Stability AI introduced Stable Diffusion XL Turbo on Tuesday, an AI image-synthesis model designed to swiftly generate images based on written prompts. The company is promoting it as a “real-time” image generation tool due to its remarkable speed, which enables it to rapidly transform images from sources like webcams.
The standout feature of SDXL Turbo is its capacity to generate image outputs in a single step, a substantial advancement from its predecessor that required 20–50 steps. Stability credits this efficiency leap to a technique named Adversarial Diffusion Distillation (ADD). ADD incorporates score distillation, allowing the model to learn from existing image-synthesis models, and adversarial loss, which enhances the model’s capability to distinguish between real and generated images, ultimately improving the realism of the generated output.

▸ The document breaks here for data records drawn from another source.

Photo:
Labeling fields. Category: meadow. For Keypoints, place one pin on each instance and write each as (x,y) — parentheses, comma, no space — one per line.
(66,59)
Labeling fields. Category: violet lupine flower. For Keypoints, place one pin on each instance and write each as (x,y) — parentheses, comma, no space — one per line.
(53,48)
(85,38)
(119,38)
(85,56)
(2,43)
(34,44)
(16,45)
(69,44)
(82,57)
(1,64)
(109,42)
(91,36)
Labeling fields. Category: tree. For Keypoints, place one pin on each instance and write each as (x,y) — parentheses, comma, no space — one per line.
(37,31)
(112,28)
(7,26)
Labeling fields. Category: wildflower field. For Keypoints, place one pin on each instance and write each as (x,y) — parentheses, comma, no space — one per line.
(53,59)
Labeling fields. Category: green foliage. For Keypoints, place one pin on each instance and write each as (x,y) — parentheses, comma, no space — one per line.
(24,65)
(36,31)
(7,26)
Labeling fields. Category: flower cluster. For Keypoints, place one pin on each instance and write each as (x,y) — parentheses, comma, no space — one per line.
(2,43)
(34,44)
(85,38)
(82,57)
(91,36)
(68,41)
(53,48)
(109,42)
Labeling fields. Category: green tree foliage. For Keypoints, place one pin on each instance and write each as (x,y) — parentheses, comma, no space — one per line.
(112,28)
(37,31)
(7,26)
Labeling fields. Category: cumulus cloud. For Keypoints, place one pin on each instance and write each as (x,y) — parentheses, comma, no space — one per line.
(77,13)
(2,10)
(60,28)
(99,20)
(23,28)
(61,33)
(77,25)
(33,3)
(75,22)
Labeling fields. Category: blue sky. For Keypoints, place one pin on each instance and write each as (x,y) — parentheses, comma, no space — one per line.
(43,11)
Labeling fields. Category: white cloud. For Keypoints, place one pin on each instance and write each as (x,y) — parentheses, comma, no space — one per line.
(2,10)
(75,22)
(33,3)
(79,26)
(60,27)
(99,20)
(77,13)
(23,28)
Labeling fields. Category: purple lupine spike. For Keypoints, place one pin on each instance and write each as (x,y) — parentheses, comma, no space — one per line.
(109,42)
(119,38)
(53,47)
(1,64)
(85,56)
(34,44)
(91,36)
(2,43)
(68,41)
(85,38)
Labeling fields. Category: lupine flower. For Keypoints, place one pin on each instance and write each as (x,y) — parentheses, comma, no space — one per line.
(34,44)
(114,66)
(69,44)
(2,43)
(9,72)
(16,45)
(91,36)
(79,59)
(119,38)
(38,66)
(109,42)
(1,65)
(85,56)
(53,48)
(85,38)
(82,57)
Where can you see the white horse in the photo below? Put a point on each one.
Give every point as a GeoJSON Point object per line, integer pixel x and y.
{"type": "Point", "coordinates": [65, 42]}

While the images produced by SDXL Turbo may not match the level of detail found in higher step counts of SDXL images, it’s not intended as a replacement for the previous model. However, the speed gains it offers are remarkable. Stability AI introduced
In a practical test, SDXL Turbo was run locally on an Nvidia RTX 3060 using Automatic1111 (with weights dropping in like SDXL weights). It demonstrated the ability to generate a 3-step 1024×1024 image in approximately 4 seconds, as opposed to the 26.4 seconds required for a 20-step SDXL image with comparable detail. Smaller images generated even faster (under one second for 512×768), and a more powerful graphics card, such as an RTX 3090 or 4090, would further accelerate the generation times. Despite Stability’s marketing, it was observed that SDXL Turbo images exhibited optimal detail at around 3–5 steps per image.